Acredito que os professores (assim como os jornalistas, que um dia meus alunos serão) têm, como uma de suas funções, justamente questionar os preconceitos e minimizar esse tipo de desconhecimento (levando em conta, claro, que tais lacunas são menos uma falha pessoal do espectador e muito mais o resultado de um sistema de distribuição e exibição que inviabiliza o acesso a grande parte dos filmes produzidos no país).
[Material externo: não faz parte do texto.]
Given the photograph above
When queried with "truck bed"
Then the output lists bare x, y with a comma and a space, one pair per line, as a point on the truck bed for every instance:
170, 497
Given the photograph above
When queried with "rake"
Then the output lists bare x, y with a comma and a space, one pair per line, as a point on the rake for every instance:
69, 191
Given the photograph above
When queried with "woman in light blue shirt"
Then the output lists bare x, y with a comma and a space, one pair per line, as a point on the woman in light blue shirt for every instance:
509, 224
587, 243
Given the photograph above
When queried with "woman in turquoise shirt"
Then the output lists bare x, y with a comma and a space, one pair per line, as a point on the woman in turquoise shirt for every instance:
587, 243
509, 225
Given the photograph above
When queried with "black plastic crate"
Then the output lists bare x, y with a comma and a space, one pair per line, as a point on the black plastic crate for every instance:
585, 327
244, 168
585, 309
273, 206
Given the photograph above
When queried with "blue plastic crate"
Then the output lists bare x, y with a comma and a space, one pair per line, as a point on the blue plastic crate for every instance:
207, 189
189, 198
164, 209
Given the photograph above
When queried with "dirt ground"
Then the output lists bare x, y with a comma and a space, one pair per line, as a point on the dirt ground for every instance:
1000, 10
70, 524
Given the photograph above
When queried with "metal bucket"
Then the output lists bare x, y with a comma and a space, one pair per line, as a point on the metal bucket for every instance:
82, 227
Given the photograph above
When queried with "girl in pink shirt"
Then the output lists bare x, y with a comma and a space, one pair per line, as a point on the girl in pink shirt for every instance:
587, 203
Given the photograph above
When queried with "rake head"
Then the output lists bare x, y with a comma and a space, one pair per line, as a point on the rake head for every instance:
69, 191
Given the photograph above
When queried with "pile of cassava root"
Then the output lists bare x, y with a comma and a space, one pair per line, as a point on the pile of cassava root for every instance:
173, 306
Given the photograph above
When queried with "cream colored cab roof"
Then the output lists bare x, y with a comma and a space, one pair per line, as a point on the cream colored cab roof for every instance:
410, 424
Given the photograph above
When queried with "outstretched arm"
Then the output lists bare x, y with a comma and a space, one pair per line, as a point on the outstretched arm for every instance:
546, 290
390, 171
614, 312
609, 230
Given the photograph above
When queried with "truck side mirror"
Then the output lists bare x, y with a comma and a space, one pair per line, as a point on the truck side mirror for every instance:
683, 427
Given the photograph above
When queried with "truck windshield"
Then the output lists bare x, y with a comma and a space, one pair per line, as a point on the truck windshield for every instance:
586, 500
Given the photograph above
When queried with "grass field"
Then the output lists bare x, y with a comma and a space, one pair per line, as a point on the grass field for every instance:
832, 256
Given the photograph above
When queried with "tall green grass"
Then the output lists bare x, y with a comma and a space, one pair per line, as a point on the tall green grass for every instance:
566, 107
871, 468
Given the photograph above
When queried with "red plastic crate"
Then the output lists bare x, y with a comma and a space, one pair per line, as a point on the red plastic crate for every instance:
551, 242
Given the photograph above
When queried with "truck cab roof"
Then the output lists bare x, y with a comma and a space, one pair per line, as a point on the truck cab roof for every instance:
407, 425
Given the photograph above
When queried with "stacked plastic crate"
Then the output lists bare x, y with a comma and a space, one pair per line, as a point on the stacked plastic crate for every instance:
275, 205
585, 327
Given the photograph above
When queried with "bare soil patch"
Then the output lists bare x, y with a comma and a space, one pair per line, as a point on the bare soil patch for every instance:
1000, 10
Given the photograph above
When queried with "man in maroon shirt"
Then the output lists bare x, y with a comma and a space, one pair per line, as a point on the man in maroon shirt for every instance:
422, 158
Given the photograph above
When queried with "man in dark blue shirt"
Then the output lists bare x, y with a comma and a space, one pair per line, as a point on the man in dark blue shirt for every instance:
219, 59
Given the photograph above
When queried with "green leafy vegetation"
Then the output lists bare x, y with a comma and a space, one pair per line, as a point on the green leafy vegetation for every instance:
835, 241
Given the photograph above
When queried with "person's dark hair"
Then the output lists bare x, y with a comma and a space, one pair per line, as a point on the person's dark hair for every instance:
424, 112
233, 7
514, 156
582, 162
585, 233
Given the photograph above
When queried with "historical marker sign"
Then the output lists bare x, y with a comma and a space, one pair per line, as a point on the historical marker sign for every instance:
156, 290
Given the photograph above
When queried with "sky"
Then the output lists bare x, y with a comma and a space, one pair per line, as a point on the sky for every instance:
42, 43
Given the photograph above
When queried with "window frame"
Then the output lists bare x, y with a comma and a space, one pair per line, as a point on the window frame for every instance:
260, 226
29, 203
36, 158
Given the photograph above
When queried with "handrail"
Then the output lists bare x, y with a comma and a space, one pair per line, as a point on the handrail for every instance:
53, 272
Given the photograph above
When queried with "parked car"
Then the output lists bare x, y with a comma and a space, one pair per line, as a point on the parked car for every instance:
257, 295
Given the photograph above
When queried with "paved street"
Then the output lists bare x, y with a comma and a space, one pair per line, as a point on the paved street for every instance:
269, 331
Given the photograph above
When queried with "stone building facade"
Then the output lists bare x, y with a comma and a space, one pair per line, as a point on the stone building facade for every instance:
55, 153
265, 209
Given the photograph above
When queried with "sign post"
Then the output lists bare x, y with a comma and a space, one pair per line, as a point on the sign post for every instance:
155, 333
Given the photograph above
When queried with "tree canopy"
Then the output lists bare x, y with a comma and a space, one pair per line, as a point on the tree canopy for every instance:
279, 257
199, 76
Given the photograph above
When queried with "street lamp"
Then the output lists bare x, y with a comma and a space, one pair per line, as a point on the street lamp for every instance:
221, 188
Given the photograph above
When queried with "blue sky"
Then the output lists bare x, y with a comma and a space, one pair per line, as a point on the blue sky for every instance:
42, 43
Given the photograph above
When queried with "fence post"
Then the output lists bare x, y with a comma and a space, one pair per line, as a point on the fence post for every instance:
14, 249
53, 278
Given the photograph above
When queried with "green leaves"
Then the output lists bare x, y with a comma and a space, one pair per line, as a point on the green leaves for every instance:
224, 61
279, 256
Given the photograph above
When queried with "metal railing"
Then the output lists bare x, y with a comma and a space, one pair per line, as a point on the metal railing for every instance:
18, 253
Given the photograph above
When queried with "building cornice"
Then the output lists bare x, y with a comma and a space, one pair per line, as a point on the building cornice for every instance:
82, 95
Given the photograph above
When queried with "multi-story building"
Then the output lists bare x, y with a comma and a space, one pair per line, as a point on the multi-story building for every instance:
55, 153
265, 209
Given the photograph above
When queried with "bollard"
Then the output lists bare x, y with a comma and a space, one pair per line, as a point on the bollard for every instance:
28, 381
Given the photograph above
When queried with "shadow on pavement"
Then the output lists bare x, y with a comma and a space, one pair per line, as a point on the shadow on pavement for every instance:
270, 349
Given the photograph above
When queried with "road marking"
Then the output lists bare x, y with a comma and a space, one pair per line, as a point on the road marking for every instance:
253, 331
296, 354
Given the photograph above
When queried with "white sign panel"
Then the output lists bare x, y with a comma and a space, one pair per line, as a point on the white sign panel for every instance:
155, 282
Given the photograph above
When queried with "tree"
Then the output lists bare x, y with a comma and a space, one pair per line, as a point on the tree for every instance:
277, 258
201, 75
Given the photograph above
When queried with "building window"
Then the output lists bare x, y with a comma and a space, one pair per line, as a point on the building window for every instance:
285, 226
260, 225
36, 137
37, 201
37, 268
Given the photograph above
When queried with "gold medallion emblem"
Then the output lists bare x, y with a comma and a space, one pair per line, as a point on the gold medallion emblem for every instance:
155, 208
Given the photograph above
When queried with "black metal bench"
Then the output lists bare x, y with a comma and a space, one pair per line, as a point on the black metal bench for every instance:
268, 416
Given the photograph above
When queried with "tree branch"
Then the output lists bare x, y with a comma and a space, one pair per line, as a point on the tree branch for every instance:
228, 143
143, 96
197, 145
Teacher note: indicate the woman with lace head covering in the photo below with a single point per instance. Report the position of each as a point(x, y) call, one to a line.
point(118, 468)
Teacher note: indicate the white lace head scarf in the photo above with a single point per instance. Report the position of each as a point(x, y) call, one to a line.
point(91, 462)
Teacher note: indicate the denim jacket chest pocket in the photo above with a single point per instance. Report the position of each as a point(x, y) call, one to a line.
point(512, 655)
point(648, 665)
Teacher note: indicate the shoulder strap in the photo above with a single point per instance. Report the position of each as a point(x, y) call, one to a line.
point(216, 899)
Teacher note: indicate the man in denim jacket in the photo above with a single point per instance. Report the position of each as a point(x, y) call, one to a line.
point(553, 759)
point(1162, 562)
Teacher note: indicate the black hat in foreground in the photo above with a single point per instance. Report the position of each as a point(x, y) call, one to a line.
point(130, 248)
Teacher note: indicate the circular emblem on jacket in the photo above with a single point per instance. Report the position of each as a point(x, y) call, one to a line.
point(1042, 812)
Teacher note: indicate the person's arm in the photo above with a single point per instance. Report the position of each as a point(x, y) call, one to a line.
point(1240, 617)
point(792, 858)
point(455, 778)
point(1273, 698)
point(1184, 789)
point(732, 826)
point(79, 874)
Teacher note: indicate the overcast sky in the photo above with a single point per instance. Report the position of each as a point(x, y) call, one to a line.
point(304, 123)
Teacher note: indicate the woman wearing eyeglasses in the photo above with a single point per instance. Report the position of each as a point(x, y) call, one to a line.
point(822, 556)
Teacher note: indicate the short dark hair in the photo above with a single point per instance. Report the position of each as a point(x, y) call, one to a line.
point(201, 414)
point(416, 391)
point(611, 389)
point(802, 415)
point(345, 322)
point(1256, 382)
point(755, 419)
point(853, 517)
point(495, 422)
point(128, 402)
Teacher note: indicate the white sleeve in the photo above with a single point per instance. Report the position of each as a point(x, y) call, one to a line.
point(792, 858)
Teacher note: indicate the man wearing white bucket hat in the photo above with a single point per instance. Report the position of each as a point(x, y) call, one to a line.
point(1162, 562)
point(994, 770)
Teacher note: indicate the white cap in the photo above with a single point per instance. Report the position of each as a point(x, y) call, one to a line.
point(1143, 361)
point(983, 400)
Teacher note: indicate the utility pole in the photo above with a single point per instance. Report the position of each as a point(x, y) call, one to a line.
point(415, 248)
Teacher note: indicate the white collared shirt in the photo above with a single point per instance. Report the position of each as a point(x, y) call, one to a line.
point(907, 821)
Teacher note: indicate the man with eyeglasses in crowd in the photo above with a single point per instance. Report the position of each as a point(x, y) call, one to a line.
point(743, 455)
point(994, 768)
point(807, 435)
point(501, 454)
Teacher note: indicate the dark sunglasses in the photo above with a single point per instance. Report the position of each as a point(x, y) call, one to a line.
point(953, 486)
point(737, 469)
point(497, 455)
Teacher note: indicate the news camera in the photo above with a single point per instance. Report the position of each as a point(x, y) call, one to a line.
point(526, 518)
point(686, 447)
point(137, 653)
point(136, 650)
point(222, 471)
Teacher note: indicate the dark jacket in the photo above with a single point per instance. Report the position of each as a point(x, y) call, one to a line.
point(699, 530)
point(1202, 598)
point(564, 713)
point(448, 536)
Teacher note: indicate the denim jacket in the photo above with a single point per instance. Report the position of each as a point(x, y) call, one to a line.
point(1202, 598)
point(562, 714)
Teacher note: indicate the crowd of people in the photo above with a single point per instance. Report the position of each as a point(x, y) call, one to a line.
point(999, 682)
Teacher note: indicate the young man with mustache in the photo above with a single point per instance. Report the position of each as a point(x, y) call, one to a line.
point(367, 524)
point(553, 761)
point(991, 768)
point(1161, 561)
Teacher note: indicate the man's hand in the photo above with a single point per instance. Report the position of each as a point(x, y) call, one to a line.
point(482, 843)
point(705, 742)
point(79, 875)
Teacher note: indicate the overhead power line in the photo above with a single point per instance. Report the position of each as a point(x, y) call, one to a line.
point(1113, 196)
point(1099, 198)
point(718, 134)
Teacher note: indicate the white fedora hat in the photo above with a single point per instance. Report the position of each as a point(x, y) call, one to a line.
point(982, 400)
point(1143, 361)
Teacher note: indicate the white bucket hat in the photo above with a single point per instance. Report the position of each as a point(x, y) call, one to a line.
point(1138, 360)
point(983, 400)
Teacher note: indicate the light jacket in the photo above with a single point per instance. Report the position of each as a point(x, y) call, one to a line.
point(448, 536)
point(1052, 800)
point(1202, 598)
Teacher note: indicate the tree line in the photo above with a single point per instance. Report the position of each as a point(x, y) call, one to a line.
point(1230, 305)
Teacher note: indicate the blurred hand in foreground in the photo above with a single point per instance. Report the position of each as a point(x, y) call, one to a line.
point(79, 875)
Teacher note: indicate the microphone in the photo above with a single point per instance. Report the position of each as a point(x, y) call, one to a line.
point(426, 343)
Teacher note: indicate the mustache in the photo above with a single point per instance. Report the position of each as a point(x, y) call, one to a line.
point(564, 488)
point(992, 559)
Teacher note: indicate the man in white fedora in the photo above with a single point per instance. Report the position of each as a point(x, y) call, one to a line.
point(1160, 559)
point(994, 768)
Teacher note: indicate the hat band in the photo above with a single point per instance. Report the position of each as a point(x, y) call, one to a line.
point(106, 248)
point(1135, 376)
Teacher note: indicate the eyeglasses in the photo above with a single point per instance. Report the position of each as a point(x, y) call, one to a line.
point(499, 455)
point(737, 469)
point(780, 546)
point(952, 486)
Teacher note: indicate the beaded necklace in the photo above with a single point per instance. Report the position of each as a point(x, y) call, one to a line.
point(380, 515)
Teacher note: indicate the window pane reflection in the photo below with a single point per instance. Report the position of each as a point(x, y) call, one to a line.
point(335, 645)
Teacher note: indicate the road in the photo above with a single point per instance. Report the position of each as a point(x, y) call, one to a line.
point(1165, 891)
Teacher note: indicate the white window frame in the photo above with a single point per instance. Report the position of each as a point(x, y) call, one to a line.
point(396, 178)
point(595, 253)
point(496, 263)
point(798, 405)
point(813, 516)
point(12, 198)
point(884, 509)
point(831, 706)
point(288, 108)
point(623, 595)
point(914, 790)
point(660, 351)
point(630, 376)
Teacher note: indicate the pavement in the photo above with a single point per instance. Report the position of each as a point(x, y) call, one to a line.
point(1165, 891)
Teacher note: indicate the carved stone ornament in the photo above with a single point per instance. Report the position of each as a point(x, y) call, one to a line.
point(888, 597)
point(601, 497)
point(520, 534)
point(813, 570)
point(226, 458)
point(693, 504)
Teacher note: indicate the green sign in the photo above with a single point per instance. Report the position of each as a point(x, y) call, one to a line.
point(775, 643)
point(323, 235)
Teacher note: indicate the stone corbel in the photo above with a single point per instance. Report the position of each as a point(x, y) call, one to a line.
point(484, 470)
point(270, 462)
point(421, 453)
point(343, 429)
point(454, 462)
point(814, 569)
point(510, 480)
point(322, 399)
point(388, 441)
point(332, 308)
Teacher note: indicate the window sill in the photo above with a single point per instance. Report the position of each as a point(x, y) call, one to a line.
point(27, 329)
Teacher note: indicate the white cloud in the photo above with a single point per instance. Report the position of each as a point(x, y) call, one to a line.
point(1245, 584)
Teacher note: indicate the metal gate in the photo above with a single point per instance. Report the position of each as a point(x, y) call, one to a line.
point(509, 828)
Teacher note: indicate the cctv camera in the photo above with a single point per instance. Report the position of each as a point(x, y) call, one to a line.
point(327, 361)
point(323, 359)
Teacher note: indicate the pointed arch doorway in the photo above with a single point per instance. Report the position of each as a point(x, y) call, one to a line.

A disciplina de “Fundamentos de Cinema”, por exemplo, permite que os alunos conheçam vários filmes brasileiros para além do que é exibido no circuito comercial. Muitos assistem, pela primeira vez, alguns clássicos (ou pelo menos trechos), mas também filmes relevantes da produção brasileira recente, como Madame Satã, de Karim Ainouz, Falsa loura, de Carlos Reichenbach, À margem da imagem, de Evaldo Mocarzel, 33, de Kiko Goifman, Santiago, de João Moreira Salles, Carmem Miranda – bananas is my business, de Helena Solberg, entre outros. Após momentos iniciais de apreensão e desconfiança (“mais um filme brasileiro, professor?”), o resultado geralmente é uma curiosidade e uma ânsia por conhecer mais e melhor o nosso cinema.
Já uma disciplina como “Jornalismo Cultural” permite um outro tipo de abordagem e reflexão sobre o cinema brasileiro. No trabalho final da disciplina, que eu batizei de “Assistir e analisar filmes: um processo”, eu parto da premissa de que nossa opinião sobre um filme (até mesmo o fato de gostarmos ou não dele, ou de gostarmos menos ou mais) começa a ser elaborada, quase inconscientemente, já no momento em que decidimos assisti-lo (ou, nesse caso, no instante em que o professor solicita o trabalho e estabelece o deadline, a data de entrega).
Nesse primeiro momento entram em ação dois elementos fundamentais e poderosos para a nossa apreciação de um filme: nossas expectativas e nossos pré-conhecimentos. A expectativa é influenciada e alimentada por diversos elementos paratextuais (o título do filme, o cartaz, o trailer, o making-of) assim como por outras informações às quais o espectador tenha tido acesso, tais como resenhas, números de bilheteria, prêmios obtidos etc. Também é fortemente influenciada pelos conhecimentos que o espectador já possui (antes mesmo de assistir ao filme, reforço) acerca do diretor, dos atores, do gênero, inclusive um eventual preconceito que ele tenha a favor ou contra o diretor F, a produtora G, o gênero H. É nesse momento, também, que eu peço aos alunos que indiquem a expectativa criada pela nacionalidade do filme. Quando se trata de um filme brasileiro, é o instante em que o aluno pode apresentar seu menor ou maior conhecimento do cinema nacional, assim como sua simpatia, antipatia, curiosidade ou mesmo desinteresse por esse universo.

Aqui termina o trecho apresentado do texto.